Die Abbruchzone ist deutlich als große von Norden nach Süden verlaufende
Abrisskante zu erkennen. Auch an der Basis der pyramidenähnlichen Formationen
sind die Ergebnisse von Hangrutschungsprozessen erkennbar.
Bereits beim ersten Blick auf die Bilddaten fällt nördlich der vermeintlichen
"Pyramiden" in direkter Nachbarschaft zum "Marsgesicht" eine weitere
Bergstruktur auf, die in ihrer Form entfernt an einen Totenkopf erinnert.
Professor Jaumann: "Auch auf der Erde erzeugt die Verwitterung ungewöhnliche
Strukturen, und die Menschen lassen ja ihrer Phantasie bei der Benennung von
solchen Bergen gerne freien Lauf – wer kennt nicht einen ganz natürlich
entstandenen 'Geierkopf', die 'Schlafende Hexe' bei Berchtesgaden oder an vielen
Orten der Welt aneinander gereihte Berge, die dann 'Zwölf Apostel' genannt
werden? – Die Natur ist eben auch kreativ, und so gibt es bei den Cydonia-Bergen
auf dem Mars genauso wenig Grund zu Spekulationen, dass es sich dabei um
unnatürliche Formationen handelt."
Das Kameraexperiment HRSC auf der Mission Mars Express der Europäischen
Weltraumorganisation ESA wird vom Principal Investigator Prof.

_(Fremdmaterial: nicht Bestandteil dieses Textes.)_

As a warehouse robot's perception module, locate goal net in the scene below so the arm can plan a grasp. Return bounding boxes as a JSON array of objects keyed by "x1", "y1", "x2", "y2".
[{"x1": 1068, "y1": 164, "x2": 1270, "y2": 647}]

Dr. Gerhard Neukum (Freie Universität Berlin) geleitet. Das Wissenschaftsteam besteht aus 45
Co-Investigatoren aus 32 Instituten und zehn Nationen. Die Kamera wurde am
Deutschen Zentrum für Luft und Raumfahrt (DLR) entwickelt und in Kooperation mit
industriellen Partnern gebaut. Sie wird vom DLR-Institut für Planetenforschung in Berlin-Adlershof
in Zusammenarbeit mit ESA/ESOC betrieben.